What a good idea … what a really good idea. The thick clouds cover up the moonlight, but the city’s lights provide worthwhile illumination – above them all, the beacon burns bright atop the monolithic podium, signalling to wayfaring voyages the ancient Viking settlement. Now, where Norsemen once stood, I look back, along the quays, streets and alleys, to where the inhabitants live their lives: eating, speaking, and breathing their city into existence. It gives me cause to wonder, as I stroll aimlessly along the cobbled paths, about those who have traversed them before me, by carriage or before there were even cobbles to walk upon. I feel their lives and mine are somehow connected, that we all were at one point a part of this city, living pieces of its grand, striking framework. Every High King and scholar, every playwright and poet, every politician and every rebel, every merchant, student, and busker who ever set foot in the city holds or held onto a chunk of this city’s soul; every one of them stepped to the city’s heartbeat. I listen to the streets at night and I can feel the city’s lifeblood pumping through me; I can feel myself flowing through it.
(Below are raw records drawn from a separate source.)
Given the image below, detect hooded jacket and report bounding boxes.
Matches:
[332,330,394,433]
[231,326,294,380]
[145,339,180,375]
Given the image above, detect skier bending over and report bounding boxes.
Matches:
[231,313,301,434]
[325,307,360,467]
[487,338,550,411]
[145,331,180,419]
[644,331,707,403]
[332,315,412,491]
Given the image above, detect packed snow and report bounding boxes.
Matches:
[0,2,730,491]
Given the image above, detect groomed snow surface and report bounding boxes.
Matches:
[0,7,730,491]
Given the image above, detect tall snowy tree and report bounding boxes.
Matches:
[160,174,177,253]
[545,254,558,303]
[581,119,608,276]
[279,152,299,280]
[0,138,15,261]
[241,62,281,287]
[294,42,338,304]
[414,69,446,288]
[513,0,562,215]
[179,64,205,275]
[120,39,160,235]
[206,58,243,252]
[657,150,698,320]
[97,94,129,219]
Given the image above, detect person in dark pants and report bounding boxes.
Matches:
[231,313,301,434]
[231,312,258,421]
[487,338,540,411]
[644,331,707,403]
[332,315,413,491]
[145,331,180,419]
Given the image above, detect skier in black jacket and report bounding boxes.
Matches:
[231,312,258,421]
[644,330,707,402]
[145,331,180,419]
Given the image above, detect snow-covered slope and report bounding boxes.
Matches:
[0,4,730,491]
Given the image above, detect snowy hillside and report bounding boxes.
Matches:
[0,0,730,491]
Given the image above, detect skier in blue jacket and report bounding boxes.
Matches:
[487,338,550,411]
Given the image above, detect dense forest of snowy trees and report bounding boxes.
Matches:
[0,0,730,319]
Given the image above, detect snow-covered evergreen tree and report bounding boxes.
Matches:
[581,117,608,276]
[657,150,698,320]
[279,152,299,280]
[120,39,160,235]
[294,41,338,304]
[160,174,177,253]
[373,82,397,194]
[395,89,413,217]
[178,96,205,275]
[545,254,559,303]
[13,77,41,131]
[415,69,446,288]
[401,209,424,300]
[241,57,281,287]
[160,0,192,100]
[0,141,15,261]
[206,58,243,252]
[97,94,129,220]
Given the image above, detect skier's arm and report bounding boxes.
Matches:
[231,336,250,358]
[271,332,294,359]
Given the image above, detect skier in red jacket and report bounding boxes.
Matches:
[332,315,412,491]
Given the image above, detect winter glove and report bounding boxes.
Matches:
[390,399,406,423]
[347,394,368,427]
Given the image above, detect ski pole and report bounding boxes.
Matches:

All of us who travel those arteries step on the words, actions, and lives of those who travelled them before us. The city embodies the people, and the people embody the city.
That is a wonderful story (your post and the on the stamp) 😉
Ah! Thank you
Me thinks it is prose poem and now we want to hear your ‘kitchen story’ x
…maybe, you never know! Although the story is celebrating its 10th birthday this year, I dusted it down and read it in the festival last month because it fitted the slot….Love the stamp thing, don’t you? This was ambitious. Haven’t seen the stamp in real life so don’t know how big it is but a stamp could easily have a four line poem, 30 word flash fiction story….
Way to go indeed. Again, well done in finding these gems, Bridget. Now, about the kitchen. . .
Thanks….for me it was about earning a new kitchen not writing about one!